Abernethy, Aberargie and Dron News

Last date for submissions

31st October 2022

Date of publication

1st December 2022

THE RYDER CUP
                DID YOU KNOW?


You will have seen in the press that the Ryder Cup – the biennial golf tournament between Europe and the USA – is coming to Gleneagles in 2014 and will be played on The PGA Centenary Course between 26th-28th September next year.

The PGA Centenary Course is the course that Jack built – Jack Nicklaus to be precise, who in a stellar career amassed no fewer than 18 wins of the ‘Golf Majors’, the four championship events that includes the Masters and the Open.

Nicklaus is one of the most respected course designers in the world and The PGA Centenary Course was his first course design in Scotland. Even for a champion and acclaimed golf architect like Nicklaus, the new course was a challenge. It had to be a great golf course and, set as it is in the heart of Scotland, the country that gave the world golf, Nicklaus described the ground as "The finest parcel of land in the world I have ever been given to work with".

The last Ryder Cup to be played on Scottish soil was over 40 years ago when Great Britain & Ireland, as they were then, played the United States at Muirfield in East Lothian. The US triumphed 19-13 on that occasion with Jack Nicklaus, Tom Watson and Arnold Palmer all in the winning team. Brian Barnes and Bernard Gallacher were the Scottish representatives for GB&I.

However, it was back in 1921 where it all began for Gleneagles. James Braid (the designer of the King’s Course), Harry Vardon, J H Taylor, Jock Hutchison, Freddie McLeod and Walter Hagen, were just some of the names who were competing on the King’s in the renowned Glasgow Herald Tournament on 6 June that year.

At the conclusion of the tournament an impromptu match was played. Great Britain versus the United States. Nobody knew at the time, but for the stellar cast list who gathered on The King’s Course, for the first-ever meeting between Great Britain and American professionals, the seed was sown to allow a regular transatlantic match to flower. At the end of a special day, the hosts won 9-3.

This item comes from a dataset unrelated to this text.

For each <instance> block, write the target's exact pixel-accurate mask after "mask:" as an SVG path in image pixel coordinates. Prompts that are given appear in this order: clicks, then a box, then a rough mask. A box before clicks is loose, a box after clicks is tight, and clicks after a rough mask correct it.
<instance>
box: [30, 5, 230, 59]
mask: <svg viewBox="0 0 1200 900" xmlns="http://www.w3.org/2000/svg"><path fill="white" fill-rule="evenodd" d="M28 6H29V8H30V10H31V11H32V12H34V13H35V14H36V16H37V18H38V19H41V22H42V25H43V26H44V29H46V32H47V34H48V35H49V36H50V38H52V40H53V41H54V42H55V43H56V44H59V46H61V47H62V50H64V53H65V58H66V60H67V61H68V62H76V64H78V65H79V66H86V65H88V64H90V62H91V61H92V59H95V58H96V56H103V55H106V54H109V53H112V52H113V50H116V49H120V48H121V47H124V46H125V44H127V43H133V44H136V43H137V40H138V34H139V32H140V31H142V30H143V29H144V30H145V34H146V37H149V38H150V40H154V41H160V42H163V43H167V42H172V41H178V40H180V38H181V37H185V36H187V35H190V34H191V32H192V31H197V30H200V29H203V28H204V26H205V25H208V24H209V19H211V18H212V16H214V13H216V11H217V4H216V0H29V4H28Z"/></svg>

Such was the talent, across both sides, that by the time the 20 competing players had retired they had secured 35 Major titles between them and left a majestic mark on the annals of golf history.

A further match followed over the East Course at Wentworth in 1926, before The Ryder Cup officially started in 1927 at Worcester Country Club in Massachusetts. It was to be 2001 before Gleneagles secured its return to The Ryder Cup fold, if you like, fittingly winning the right to host the 40th staging of the matches in 2014 - a homecoming for the competition it could be said.